Mary McLeod Bethune
Mary McLeod Bethune was born to formerly enslaved parents in South Carolina, the fifteenth of seventeen children. She walked five miles to school. She grew up to found a school of her own with $1.50, five girls, and boxes for desks. That school became Bethune-Cookman University. She also founded the National Council of Negro Women, advised four U.S. presidents, and was the only Black woman at the founding conference of the United Nations. She built institutions because she understood that access to education was the foundation of everything else.
Mary McLeod Bethune was born in 1875 in Mayesville, South Carolina, the fifteenth of seventeen children of Samuel and Patsy McLeod, who had been enslaved. Her parents became sharecroppers after emancipation. She was one of the few children in her community who had access to a school, and she walked five miles each way to attend. She knew education was the doorway to everything else.
She trained at the Moody Bible Institute in Chicago and attempted to go to Africa as a missionary. Denied that opportunity, she turned her attention to the South. In 1904, she opened the Daytona Literary and Industrial Training School for Negro Girls in Daytona Beach, Florida, with $1.50 in capital, five young students, and improvised materials including boxes used as desks and charcoal burned for pencils.
She built the school through relentless fundraising, charming wealthy white donors including James Gamble of Procter and Gamble, who became a supporter. She organized bake sales. She never stopped expanding. In 1923, the school merged with Cookman Institute in Jacksonville and eventually became Bethune-Cookman University, which continues to operate today.
She founded the National Council of Negro Women in 1935 to coordinate the work of dozens of Black women's organizations into a unified political force. She was appointed by President Franklin D. Roosevelt to head the Division of Negro Affairs within the National Youth Administration, making her the highest-ranking Black woman in the federal government to that point in history. She was sometimes called the First Lady of the Struggle and the godmother of civil rights.
In 1945, she was the only Black woman present at the founding conference of the United Nations in San Francisco. She lived to see the beginning of the modern civil rights movement and died in 1955, just months before Rosa Parks refused to give up her bus seat in Montgomery.
The whole world opened to me when I learned to read.Mary McLeod Bethune
She started a school for Black girls with $1.50 and built a university.

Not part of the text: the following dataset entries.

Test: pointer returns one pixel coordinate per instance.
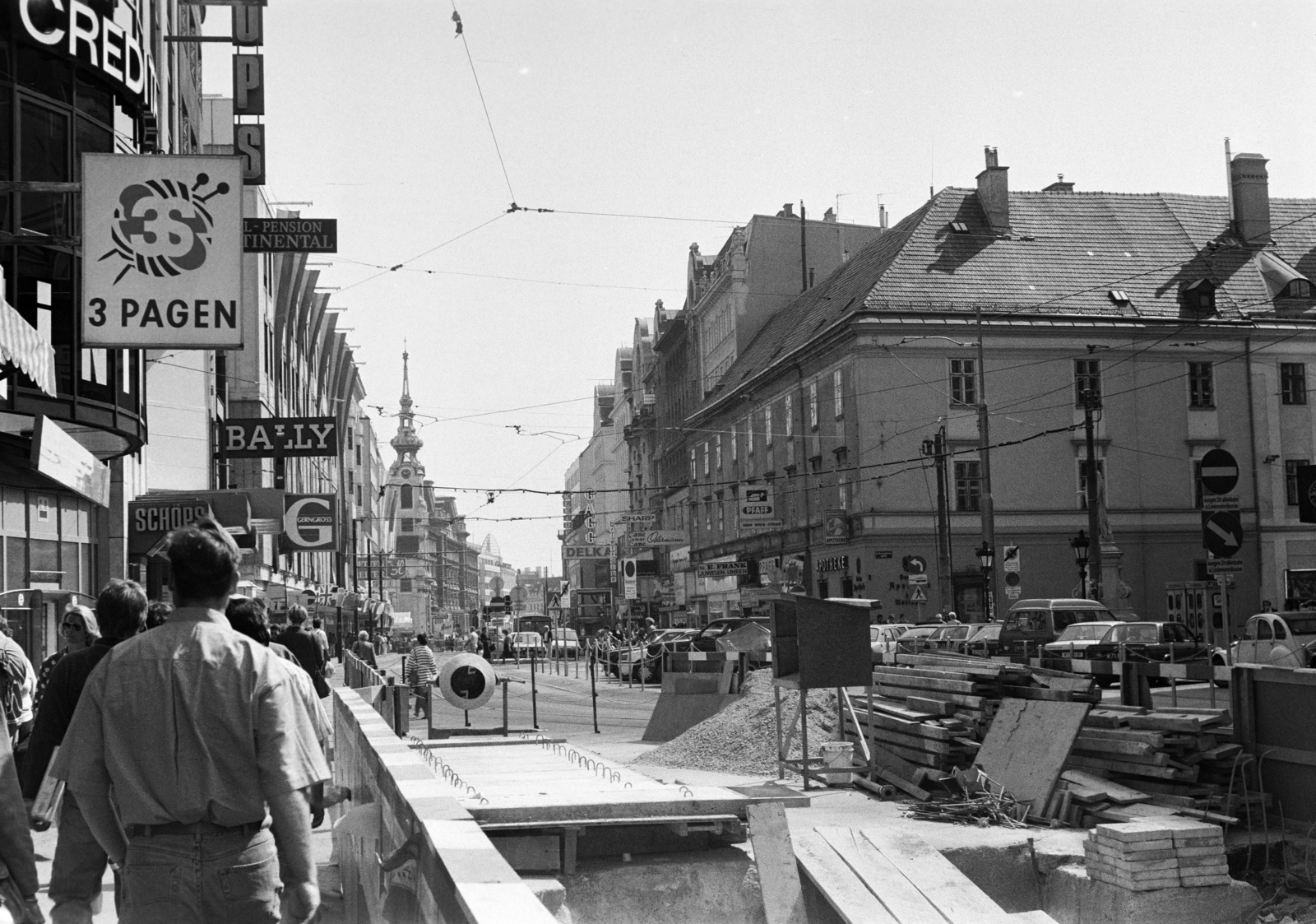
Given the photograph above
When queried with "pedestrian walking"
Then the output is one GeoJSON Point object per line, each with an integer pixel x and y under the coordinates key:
{"type": "Point", "coordinates": [81, 861]}
{"type": "Point", "coordinates": [157, 614]}
{"type": "Point", "coordinates": [306, 648]}
{"type": "Point", "coordinates": [364, 649]}
{"type": "Point", "coordinates": [184, 736]}
{"type": "Point", "coordinates": [17, 687]}
{"type": "Point", "coordinates": [17, 893]}
{"type": "Point", "coordinates": [79, 631]}
{"type": "Point", "coordinates": [420, 673]}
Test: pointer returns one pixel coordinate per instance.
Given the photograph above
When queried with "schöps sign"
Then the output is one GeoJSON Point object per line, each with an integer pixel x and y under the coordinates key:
{"type": "Point", "coordinates": [309, 522]}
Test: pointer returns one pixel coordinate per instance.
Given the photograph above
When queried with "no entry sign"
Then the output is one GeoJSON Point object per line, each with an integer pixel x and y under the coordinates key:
{"type": "Point", "coordinates": [1219, 471]}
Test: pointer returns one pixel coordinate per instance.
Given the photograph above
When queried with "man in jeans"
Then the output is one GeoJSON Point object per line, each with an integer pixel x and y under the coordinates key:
{"type": "Point", "coordinates": [197, 739]}
{"type": "Point", "coordinates": [79, 860]}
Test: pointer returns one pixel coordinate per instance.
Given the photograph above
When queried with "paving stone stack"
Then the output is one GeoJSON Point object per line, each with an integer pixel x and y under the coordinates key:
{"type": "Point", "coordinates": [1144, 856]}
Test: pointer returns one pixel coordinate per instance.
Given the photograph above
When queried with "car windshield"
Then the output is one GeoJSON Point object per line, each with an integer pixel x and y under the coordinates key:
{"type": "Point", "coordinates": [1068, 618]}
{"type": "Point", "coordinates": [1138, 632]}
{"type": "Point", "coordinates": [1083, 632]}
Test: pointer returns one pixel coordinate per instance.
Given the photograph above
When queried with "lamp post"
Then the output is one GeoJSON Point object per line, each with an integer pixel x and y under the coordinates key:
{"type": "Point", "coordinates": [1079, 544]}
{"type": "Point", "coordinates": [985, 560]}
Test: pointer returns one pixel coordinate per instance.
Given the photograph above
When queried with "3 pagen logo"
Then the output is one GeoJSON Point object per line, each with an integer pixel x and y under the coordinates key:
{"type": "Point", "coordinates": [162, 226]}
{"type": "Point", "coordinates": [308, 522]}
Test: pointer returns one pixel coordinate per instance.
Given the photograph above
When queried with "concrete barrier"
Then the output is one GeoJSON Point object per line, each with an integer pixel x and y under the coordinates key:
{"type": "Point", "coordinates": [407, 851]}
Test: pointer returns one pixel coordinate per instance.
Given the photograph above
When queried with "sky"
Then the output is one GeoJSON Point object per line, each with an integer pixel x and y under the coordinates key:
{"type": "Point", "coordinates": [697, 116]}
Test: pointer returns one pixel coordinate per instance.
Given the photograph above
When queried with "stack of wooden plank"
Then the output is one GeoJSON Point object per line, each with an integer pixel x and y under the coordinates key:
{"type": "Point", "coordinates": [1144, 856]}
{"type": "Point", "coordinates": [1136, 759]}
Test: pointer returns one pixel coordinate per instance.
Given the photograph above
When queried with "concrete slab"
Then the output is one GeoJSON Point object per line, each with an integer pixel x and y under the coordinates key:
{"type": "Point", "coordinates": [1073, 898]}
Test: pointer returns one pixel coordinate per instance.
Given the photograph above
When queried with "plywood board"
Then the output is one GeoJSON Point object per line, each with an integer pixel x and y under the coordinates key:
{"type": "Point", "coordinates": [1028, 744]}
{"type": "Point", "coordinates": [837, 882]}
{"type": "Point", "coordinates": [883, 878]}
{"type": "Point", "coordinates": [778, 873]}
{"type": "Point", "coordinates": [953, 894]}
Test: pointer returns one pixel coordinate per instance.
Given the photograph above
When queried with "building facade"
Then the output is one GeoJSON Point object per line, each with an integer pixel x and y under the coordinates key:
{"type": "Point", "coordinates": [1188, 316]}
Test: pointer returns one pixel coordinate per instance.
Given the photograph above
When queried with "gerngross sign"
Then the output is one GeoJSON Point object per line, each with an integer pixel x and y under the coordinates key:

She did it during an era when Black education was systematically underfunded, Black teachers were regularly fired for organizing, and Black women had virtually no formal political power. The cost was constant: fundraising from people who often saw her as performing a service for them, navigating white philanthropists without ceding control of her vision.
Mary McLeod Bethune built institutions because she understood that the individual act of getting an education, as important as it was, could be taken away. An institution, a school, a council, a foundation, was harder to erase. She thought in terms of infrastructure because she understood that progress requires structures that outlast individual people.
Bethune-Cookman University is still open. The National Council of Negro Women is still operating. The records she kept and donated to the National Archives are still used by historians. She built things that lasted because she understood that was the only kind of building that mattered.